A floresta está cheia de árvores... há umas que são verdadeiras outras que não o são...
As árvores verdadeiras são poucas, mas não tão poucas quanto tu pensas... a floresta é grande...

3:56 da manhã  
Blogger Menina Marota said...

Há a esperança, que nem todas as àrvores são secas e áridas...
Há ainda a esperança, que há árvores que nos abrigam, que nos protegem, mesmo que nem reparemos nelas...
Tal como a erva daninha, pode nascer em campos de belas flores...
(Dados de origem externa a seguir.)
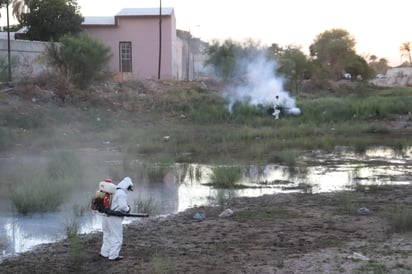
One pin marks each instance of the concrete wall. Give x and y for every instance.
(395, 77)
(27, 59)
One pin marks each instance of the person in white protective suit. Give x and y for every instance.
(276, 110)
(112, 225)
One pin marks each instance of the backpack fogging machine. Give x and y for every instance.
(101, 202)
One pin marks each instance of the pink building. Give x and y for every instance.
(133, 36)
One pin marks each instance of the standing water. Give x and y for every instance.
(184, 186)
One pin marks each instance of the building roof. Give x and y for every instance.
(144, 11)
(110, 20)
(98, 20)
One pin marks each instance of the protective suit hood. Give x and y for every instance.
(125, 183)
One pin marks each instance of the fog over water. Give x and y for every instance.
(179, 188)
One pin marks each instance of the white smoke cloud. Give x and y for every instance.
(260, 86)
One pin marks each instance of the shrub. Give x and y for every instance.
(83, 58)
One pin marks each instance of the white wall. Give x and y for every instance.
(26, 57)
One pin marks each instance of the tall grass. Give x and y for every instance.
(38, 194)
(46, 190)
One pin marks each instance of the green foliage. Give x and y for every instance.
(64, 164)
(294, 65)
(45, 191)
(22, 119)
(81, 57)
(356, 65)
(37, 194)
(48, 20)
(331, 50)
(228, 59)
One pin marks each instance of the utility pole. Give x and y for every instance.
(188, 57)
(8, 40)
(160, 40)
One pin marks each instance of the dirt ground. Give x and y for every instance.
(281, 233)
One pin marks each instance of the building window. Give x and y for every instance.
(125, 53)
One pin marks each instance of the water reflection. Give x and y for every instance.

Deixo um abraço carinhoso, comovida com o teu texto.

12:16 da tarde  
Blogger Isabel Filipe said...

...passei a deixar-te umbeijinho grande

3:15 da tarde  
Blogger Leonor said...

excelente metáfora. a floresta... a comunidade. e tu...

beijinhos da leonoreta

5:39 da tarde  
Blogger LUIS MILHANO (Lumife) said...

Em Alvito acontece...

Já somos 44...

Esperamos muitos mais...


Bom fim de semana

12:09 da manhã  
Blogger isabel mendes ferreira said...

a raridade é uma qualidade....rara...
bom dia.



abraço.

11:27 da manhã  
Anonymous Anónimo said...

as arvores têm tantos anos... tenho uma aqui em frente à minha casa que é centenária... nada de especial, há tantas... Achas mesmo que são impacientes? Eu acho é que são cada vez menos, e se gostam de sorver cada gota tua, é porque lhes é essencial... e isso, minha cara, é bom!

5:48 da tarde  
Blogger Paulo Ribeiro said...

Mais do que o ver e o ar puro, é o silêncio dos sons da floresta que faz dela um lugar encantado.